UBS own around 40,000 art objects, including works by artists such as Jean-Michel Basquiat and Andy Warhol, and JP Morgan Chase is known for having a significant collection, established 50 years ago by David Rockefeller.
It was also notable that, as Lehman Brothers assets were sold off, they included a major collection of art works from Roy Lichtenstein to Damien Hirst.
The value of such collections is unfathomable, having been built up over so many years, so I was particularly intrigued to pick up a book from Standard Chartered at the Eurofinance conference last week called: “Banking on People: a Visual Expression of the Standard Chartered Culture”.
Front Cover artwork: Miao Girl with Silver Necklace by Shen Ming Cun
The book is all about the artworks that adorn Standard Chartered’s Head Office at One Basinghall Avenue, London.
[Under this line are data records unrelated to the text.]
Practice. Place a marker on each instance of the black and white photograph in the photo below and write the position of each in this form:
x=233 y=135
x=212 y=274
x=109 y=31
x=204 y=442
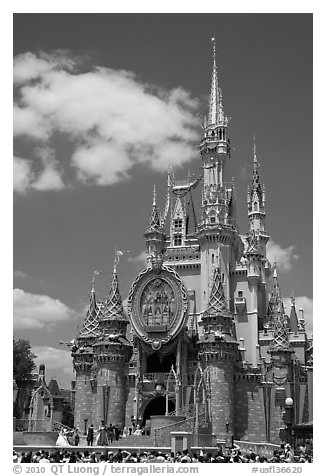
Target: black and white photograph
x=163 y=238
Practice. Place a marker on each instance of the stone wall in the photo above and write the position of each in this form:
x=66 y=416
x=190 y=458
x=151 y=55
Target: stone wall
x=249 y=409
x=111 y=386
x=83 y=400
x=222 y=396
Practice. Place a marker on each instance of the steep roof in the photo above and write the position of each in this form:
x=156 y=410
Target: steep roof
x=217 y=302
x=90 y=327
x=112 y=307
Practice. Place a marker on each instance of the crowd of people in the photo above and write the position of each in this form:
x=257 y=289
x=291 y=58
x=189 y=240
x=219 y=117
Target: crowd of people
x=285 y=454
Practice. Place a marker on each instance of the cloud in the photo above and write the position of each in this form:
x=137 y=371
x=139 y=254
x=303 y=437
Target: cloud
x=38 y=311
x=56 y=361
x=48 y=178
x=284 y=257
x=19 y=274
x=23 y=174
x=111 y=120
x=305 y=303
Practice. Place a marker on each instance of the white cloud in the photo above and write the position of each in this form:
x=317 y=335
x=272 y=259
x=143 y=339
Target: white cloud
x=284 y=257
x=305 y=303
x=47 y=178
x=111 y=119
x=23 y=175
x=19 y=274
x=38 y=311
x=56 y=361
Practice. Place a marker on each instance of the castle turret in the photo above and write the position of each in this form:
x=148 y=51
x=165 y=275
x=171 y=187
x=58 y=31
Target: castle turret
x=82 y=353
x=218 y=352
x=154 y=236
x=275 y=305
x=112 y=352
x=217 y=226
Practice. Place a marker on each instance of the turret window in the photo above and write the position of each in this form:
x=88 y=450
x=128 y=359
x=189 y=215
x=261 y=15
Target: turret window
x=177 y=240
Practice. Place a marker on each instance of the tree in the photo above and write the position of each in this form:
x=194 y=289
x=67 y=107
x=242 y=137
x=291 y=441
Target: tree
x=23 y=361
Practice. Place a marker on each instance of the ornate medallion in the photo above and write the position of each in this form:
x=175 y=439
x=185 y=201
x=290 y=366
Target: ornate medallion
x=157 y=306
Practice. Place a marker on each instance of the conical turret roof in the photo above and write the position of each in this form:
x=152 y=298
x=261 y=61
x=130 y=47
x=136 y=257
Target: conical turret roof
x=154 y=221
x=275 y=305
x=280 y=341
x=217 y=302
x=216 y=113
x=112 y=308
x=90 y=327
x=294 y=326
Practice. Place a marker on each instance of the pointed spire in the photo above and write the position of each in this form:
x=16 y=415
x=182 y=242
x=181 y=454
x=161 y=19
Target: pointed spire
x=216 y=113
x=154 y=222
x=90 y=327
x=255 y=174
x=217 y=302
x=294 y=326
x=112 y=308
x=280 y=341
x=275 y=306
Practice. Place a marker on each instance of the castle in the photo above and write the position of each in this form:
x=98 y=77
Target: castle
x=205 y=330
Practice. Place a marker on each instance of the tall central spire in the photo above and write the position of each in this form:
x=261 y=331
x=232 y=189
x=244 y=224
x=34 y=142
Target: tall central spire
x=216 y=113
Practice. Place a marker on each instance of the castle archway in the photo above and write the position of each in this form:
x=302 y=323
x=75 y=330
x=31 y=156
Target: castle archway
x=157 y=407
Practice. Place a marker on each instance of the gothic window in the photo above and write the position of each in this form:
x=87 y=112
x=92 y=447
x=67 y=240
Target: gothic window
x=177 y=240
x=178 y=225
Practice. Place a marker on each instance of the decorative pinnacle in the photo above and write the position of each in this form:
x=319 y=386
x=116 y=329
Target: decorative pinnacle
x=216 y=114
x=275 y=270
x=292 y=298
x=96 y=273
x=154 y=196
x=255 y=154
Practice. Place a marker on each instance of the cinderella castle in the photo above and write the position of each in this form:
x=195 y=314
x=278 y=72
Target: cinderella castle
x=204 y=336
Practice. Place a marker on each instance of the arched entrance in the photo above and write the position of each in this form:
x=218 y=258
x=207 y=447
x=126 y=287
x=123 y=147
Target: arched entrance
x=157 y=407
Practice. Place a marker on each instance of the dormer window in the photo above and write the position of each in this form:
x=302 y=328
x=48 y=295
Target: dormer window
x=177 y=240
x=177 y=225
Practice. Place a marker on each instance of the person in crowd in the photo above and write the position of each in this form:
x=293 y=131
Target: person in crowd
x=76 y=436
x=285 y=455
x=90 y=436
x=102 y=439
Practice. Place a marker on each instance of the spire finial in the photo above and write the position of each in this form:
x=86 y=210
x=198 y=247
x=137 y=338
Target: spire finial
x=154 y=196
x=95 y=273
x=214 y=50
x=275 y=270
x=219 y=259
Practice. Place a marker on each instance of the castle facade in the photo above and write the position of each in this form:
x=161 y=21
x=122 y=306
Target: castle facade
x=205 y=332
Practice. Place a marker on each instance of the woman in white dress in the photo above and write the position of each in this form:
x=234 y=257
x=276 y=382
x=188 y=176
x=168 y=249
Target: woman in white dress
x=62 y=439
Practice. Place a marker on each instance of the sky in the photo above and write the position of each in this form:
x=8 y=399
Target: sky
x=103 y=103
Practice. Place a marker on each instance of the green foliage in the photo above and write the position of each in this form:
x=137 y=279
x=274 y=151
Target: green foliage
x=23 y=363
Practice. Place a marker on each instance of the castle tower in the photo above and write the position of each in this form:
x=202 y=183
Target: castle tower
x=217 y=227
x=112 y=352
x=275 y=305
x=82 y=353
x=218 y=352
x=154 y=235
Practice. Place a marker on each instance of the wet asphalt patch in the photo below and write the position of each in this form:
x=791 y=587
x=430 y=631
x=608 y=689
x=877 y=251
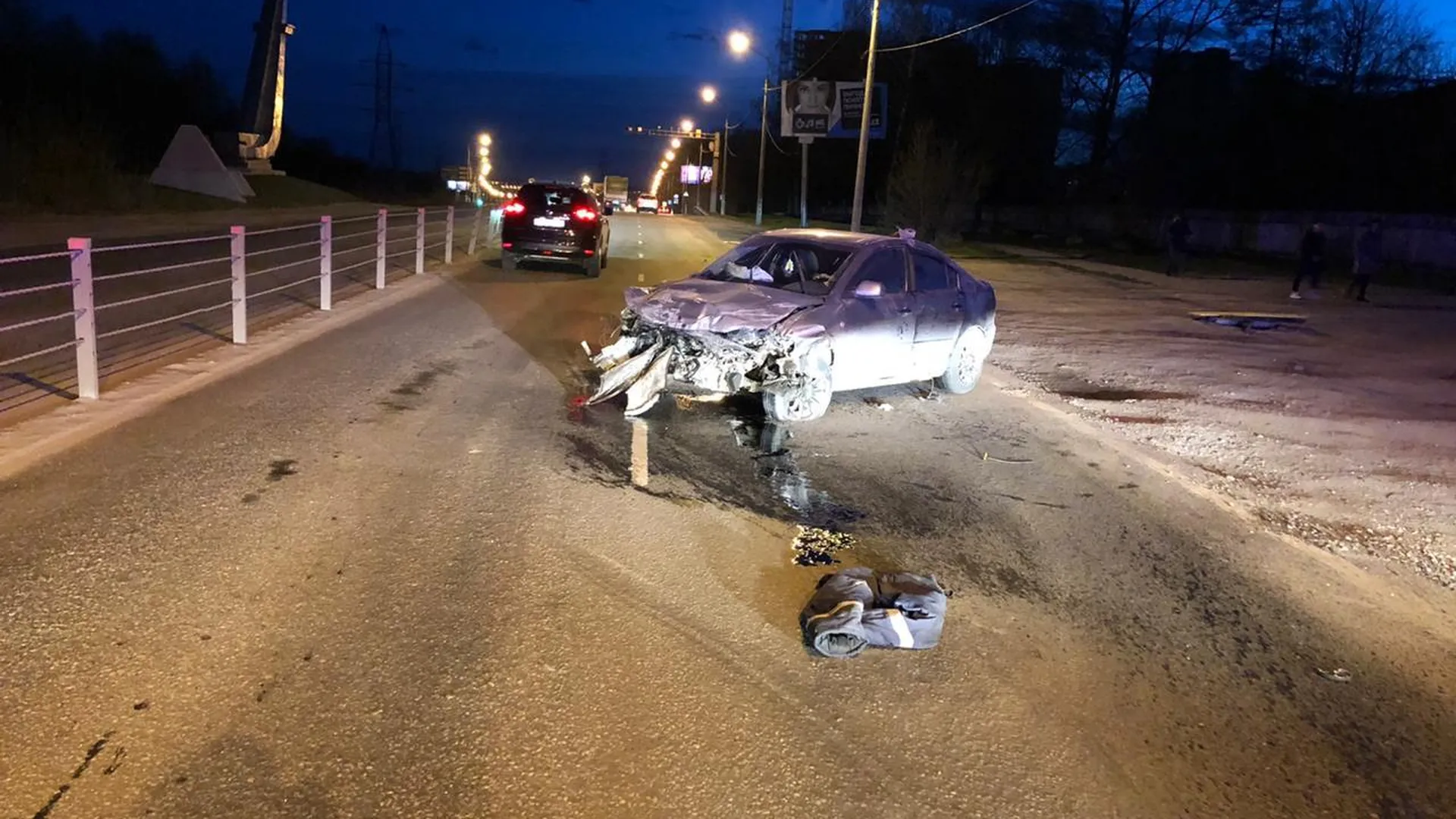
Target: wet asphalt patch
x=724 y=455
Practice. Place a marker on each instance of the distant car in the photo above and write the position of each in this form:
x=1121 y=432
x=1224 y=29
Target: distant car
x=555 y=223
x=800 y=315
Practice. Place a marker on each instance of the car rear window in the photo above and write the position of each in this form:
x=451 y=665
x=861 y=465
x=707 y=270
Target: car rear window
x=555 y=199
x=932 y=273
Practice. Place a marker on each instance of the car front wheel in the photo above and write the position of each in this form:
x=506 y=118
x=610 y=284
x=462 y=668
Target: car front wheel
x=808 y=397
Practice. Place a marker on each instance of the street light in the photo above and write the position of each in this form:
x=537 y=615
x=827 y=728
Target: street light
x=858 y=209
x=739 y=42
x=740 y=46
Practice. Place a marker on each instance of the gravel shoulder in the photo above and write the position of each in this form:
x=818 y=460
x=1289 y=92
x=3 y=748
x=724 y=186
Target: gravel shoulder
x=1340 y=430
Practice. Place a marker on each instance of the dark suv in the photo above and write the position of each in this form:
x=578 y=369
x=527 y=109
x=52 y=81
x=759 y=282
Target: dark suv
x=555 y=223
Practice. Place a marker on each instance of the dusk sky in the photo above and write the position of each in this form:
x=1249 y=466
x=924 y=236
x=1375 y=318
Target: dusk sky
x=554 y=80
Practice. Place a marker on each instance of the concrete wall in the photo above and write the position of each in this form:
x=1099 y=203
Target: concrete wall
x=1424 y=241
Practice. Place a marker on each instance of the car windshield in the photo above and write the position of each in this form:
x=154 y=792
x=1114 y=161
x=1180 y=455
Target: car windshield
x=785 y=264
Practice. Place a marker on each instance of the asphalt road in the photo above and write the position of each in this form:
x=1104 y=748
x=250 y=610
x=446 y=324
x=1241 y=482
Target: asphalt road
x=398 y=573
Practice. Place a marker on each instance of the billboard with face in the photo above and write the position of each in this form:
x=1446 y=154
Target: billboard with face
x=830 y=110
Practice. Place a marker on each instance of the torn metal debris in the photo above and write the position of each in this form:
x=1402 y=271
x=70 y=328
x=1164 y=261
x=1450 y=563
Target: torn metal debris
x=859 y=608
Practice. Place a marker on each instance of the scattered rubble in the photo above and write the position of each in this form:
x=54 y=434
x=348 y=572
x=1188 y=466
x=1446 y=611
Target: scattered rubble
x=1417 y=550
x=817 y=547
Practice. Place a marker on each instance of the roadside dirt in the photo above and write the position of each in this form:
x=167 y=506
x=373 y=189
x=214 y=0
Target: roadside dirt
x=1340 y=430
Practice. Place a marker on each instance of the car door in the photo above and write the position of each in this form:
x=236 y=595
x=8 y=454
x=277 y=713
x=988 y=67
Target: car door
x=874 y=335
x=940 y=312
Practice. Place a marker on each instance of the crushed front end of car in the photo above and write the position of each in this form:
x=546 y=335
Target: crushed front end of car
x=715 y=354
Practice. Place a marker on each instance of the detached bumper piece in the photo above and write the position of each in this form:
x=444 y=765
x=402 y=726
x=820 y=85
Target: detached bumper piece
x=858 y=608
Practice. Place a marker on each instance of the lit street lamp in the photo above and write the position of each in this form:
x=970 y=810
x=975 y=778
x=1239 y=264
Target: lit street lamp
x=740 y=46
x=739 y=42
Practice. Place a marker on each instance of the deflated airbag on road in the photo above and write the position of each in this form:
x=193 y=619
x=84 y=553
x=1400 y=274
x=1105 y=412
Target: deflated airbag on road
x=858 y=608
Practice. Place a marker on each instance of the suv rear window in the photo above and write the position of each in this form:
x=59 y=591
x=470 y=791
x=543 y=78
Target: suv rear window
x=560 y=199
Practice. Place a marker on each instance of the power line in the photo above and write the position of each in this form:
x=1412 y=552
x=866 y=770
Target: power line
x=967 y=30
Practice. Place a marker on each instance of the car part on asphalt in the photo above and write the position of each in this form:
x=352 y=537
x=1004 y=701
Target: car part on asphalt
x=859 y=608
x=799 y=315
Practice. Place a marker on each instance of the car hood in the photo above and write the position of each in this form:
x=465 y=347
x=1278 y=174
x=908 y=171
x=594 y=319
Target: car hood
x=704 y=305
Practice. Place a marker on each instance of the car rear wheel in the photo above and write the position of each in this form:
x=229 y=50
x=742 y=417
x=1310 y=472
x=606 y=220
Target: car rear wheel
x=965 y=368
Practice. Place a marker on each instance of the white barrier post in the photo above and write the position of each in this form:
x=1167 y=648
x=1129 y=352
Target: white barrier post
x=325 y=262
x=449 y=234
x=379 y=254
x=83 y=300
x=239 y=284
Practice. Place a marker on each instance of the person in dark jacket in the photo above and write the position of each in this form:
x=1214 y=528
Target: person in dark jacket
x=1178 y=234
x=1310 y=260
x=1369 y=256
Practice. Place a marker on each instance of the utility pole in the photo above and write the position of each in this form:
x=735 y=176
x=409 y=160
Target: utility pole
x=764 y=145
x=384 y=129
x=864 y=121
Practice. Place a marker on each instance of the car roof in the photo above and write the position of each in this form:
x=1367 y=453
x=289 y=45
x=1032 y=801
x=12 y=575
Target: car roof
x=845 y=238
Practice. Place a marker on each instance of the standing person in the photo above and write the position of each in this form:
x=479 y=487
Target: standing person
x=1178 y=234
x=1369 y=256
x=1310 y=260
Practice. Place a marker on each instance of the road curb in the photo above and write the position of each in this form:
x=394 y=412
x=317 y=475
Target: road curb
x=34 y=441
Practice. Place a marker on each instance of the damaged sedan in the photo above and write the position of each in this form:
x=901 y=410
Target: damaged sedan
x=797 y=316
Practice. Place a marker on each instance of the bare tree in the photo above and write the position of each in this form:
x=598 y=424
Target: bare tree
x=1378 y=46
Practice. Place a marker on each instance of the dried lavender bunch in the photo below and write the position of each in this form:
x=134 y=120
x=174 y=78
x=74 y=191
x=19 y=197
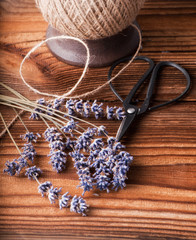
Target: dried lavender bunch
x=105 y=167
x=58 y=157
x=76 y=204
x=28 y=154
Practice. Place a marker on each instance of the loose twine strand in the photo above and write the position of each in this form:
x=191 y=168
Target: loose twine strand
x=67 y=94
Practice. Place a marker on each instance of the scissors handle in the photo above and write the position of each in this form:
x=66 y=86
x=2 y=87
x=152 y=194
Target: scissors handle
x=145 y=105
x=138 y=84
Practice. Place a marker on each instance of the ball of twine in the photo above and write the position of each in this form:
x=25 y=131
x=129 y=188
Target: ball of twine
x=89 y=19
The art hangs in their hallways and foyers for all to see, and most of it is modern portraits.
Painting: Girl reading on a Bench, by Michele Del Campo
The book tells the story of how previous CEO’s and Chairmen collected a lot of old world art. For example, Sir Patrick Gillam, Chairman from 1993 to 2003, bought a piece of art by Edward Lear in 2000 to celebrate the opening of StanChart in Lebanon.
Guess what he bought?
A piece by Edward Lear called A distant view of Beirut, with Mount Lebanon above from 1866.
The thing about such art is that it’s expensive to buy – most Edward Lear landscapes sell for over $20,000 a piece – and so when Sir Patrick was succeeded by Mervyn Davies, a new approach was taken based upon buying new works of art that reflected the culture and history of the bank.
The theme is therefore people.
Zhang Ziyi, by Eleanor Reed
Many of the paintings have been sourced from the UK and the BP Portrait Awards, but more recently has diversified to allow paintings to be hung acorss the bank’s 1600 global offices.
How the decisions are made is really interesting.
Peter Sands the CEO and David Stileman, CEO of Standard Chartered Americas, are the key decision makers.
In the book, David is quoted as saying:
“Tom (Tempest-Radford, Curator) sends me images and I look at them on my iPhone and decide at once. It sounds awful but in fact looking at something on a small screen gives you a good sense of its visual impact. If a picture works on an iPhone, it is probably going to be able to make an impact in a busy office space.”
There are over 100 artworks in the book by artists ranging from Corinne Dalle-Ore to Li Yueling, Shen Han Wu to Jane Lewis and more.
Here are just a few:
Harriet White's Bob (left); and Josie McCoy's Cate Blanchett
Two Sean Henry sculptures:
The Dreamer, by Valery Koroshilov:
p.s. on bank-related art and history matters, you may remember that a wee while ago, I visited HSBC’s archives in the East End of London, a massive warehouse of history.